1. The problem statement, all variables and given/known data

The center of a 1.00 km diameter spherical pocket of oil is 1.00 km beneath the Earth's surface
. Estimate by what percentage g directly above the pocket of oil would differ from the expected value of g for a uniform Earth? Assume the density of oil is 8.0*102 kg/m3

2. Relevant equations

g = G*m/r2

3. The attempt at a solution

Normal gravity = G*m/r2earth
Gravity 0.5 km under the earth = G*m/(rearth-0.5)2
(6378.1/(6378.1-0.5))^2*100 = 100.01
So the gravity increases .01 percent just above the oil.

But the thing concerning me here is that I haven't used the density of oil. Was I supposed to think of it as an extra mass with an effect of G*moil/r2oil? If so, then all I have to is add the magnitude of gravity caused by oil to the normal gravity already being there - 0.5km under the earth, right?

Last edited: Nov 17, 2014
2. Nov 17, 2014

### Staff: Mentor

This is both wrong and not relevant.
You cannot use the equation for a point mass if you are inside this mass.
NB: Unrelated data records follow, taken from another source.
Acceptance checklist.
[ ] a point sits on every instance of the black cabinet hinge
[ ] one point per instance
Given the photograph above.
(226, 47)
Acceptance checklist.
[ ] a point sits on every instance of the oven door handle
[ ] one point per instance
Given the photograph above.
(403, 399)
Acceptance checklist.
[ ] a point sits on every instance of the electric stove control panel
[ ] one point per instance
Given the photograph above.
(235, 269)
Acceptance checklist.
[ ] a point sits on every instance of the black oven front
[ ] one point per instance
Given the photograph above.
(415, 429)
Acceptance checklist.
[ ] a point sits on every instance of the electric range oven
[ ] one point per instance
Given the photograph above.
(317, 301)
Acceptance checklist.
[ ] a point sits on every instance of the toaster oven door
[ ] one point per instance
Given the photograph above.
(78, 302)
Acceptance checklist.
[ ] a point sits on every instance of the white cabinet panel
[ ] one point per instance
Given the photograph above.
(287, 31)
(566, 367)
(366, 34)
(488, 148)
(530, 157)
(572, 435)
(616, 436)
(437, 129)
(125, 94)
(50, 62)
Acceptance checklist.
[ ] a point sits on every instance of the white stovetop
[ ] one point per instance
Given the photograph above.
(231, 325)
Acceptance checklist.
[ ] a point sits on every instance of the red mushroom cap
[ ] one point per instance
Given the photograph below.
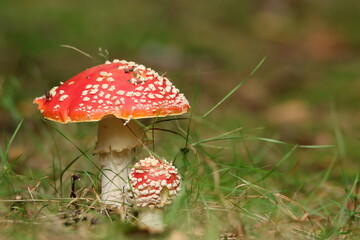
(124, 89)
(155, 182)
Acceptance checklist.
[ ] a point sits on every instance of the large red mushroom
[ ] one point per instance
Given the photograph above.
(114, 93)
(155, 184)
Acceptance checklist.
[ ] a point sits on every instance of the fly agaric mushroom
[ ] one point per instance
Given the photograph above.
(155, 184)
(114, 93)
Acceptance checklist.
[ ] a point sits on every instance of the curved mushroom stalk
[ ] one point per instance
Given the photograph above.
(151, 219)
(114, 179)
(115, 147)
(155, 184)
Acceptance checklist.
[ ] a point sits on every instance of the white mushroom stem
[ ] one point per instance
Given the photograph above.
(151, 219)
(114, 179)
(115, 147)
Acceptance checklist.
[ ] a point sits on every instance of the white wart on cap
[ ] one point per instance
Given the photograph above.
(155, 182)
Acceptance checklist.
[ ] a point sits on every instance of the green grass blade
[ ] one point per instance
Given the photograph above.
(278, 164)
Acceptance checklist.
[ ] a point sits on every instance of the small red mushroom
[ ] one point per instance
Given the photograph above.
(155, 184)
(114, 93)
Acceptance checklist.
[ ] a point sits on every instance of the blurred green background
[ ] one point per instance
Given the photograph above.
(306, 92)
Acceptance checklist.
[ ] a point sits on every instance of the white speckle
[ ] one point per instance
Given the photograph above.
(93, 91)
(129, 94)
(168, 88)
(63, 97)
(152, 87)
(140, 88)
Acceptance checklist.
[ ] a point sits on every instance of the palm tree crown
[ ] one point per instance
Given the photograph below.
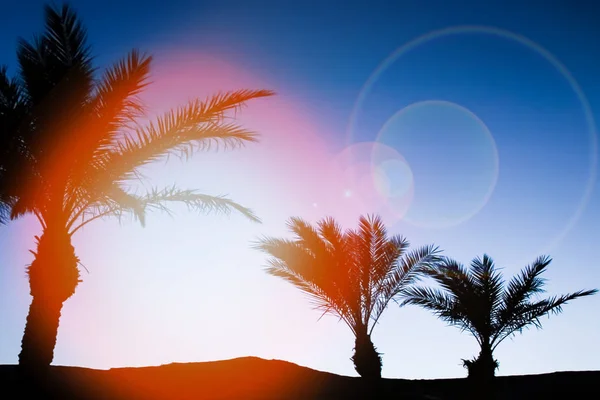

And you are supposed to calculate the gravitational force on the surface, not below it.

What is the gravitational force from the oil?
What else changes apart from additional oil?

3. Oct 23, 2016

### NotAPhysWiz

Were you able to figure this out? I have the exact same question right now and I'm stuck.

4. Oct 23, 2016

### Staff: Mentor

Where are you stuck? Do the hints I gave in post #2 (2014...) help?

5. Oct 23, 2016

### Staff: Mentor

What have you tried? Where did you get stuck? You need to show an attempt.